Proposed timing: The proposed commencement date is 1 April 2021.
[Sources: Treasurer Josh Frydenberg media release 25/09/2020; Consumer credit reform fact sheet]
- Westpac has issued a statement welcoming the proposed changes. Westpac CEO, Peter King commented that the proposed changes 'strike a good balance' between reducing the regulatory burden on credit providers while ensuring 'rigorous credit processes' remain in place. Mr King also commented that the changes will enable lenders to speed up approval processes.
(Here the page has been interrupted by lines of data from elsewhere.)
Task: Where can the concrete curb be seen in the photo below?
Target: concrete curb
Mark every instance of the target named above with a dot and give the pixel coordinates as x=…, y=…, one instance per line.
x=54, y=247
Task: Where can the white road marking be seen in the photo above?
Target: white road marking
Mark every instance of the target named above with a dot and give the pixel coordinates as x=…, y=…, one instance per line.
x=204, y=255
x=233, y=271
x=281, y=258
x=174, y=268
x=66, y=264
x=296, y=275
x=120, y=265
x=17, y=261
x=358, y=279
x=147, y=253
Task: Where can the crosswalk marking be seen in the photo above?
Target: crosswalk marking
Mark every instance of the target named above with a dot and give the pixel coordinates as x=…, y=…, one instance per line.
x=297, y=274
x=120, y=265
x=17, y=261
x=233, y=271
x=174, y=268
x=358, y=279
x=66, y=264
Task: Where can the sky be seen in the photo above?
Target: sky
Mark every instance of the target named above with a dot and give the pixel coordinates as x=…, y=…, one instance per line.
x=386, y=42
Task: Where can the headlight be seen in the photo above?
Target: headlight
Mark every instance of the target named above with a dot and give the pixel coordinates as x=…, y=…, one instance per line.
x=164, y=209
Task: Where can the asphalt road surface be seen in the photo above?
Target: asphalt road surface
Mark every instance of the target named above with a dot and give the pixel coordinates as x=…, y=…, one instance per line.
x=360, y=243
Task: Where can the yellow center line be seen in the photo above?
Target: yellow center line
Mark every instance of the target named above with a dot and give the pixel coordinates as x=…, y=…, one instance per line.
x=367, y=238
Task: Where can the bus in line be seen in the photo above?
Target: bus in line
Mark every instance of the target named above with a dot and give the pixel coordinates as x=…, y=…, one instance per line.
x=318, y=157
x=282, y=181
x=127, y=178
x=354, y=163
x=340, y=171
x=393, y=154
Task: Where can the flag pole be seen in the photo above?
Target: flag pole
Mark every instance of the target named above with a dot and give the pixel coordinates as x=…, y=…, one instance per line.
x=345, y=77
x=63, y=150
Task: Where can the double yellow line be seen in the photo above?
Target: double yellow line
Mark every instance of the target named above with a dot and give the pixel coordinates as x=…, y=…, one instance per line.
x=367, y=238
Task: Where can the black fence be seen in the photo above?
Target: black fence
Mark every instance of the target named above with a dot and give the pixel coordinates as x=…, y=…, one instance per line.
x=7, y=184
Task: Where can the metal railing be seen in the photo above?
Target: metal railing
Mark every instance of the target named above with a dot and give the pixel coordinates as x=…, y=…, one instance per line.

- The Australian Banking Association (ABA) has issued a statement welcoming the changes on the basis that they will remove 'duplication and overlap between regulators while continuing to ensure strong protections for consumers' including further protections for customers accessing small amount credit contracts and consumer leases. Australian Banking Association CEO Anna Bligh said that banks 'look forward to working with the Government to ensure the legislation works for both customers and the broader economy.'
- Consumer groups have raised concerns: Consumer groups CHOICE, the Consumer Action Law Centre, Financial Counselling Australia and the Financial Rights Legal Centre have issued a statement raising concerns about the impact of the proposed changes on consumers, and more particularly the potential for the changes to enable consumers to take on more debt with fewer protections. The 'government's proposed reforms will remove bank responsibility to customers, opening up new opportunities for banks to aggressively sell debt' the statement reads.CEO of Financial Counselling Australia Fiona Guthrie comments, 'As we learnt to our cost during the GFC, weaker lending standards mean people will be loaded up with as much debt as possible. There is significant profit to be made in pushing borrowers to the edge. Removing responsible lending obligations will free banks up to aggressively push credit onto their customers.'
New temporary 'targeted' relief from responsible lending obligations
The National Consumer Credit Protection Amendment (Responsible Lending Obligations) regulations 2020 commenced on 3 October.
The regulations provide six month relief from responsible lending obligations in relation to new credit, credit limit increases, variations and restructure, suggestions to remain in credit contracts and the lease of consumer goods where the consumer applying for credit is a person who operates a small business and the credit/leased goods are in part to be used for business purposes.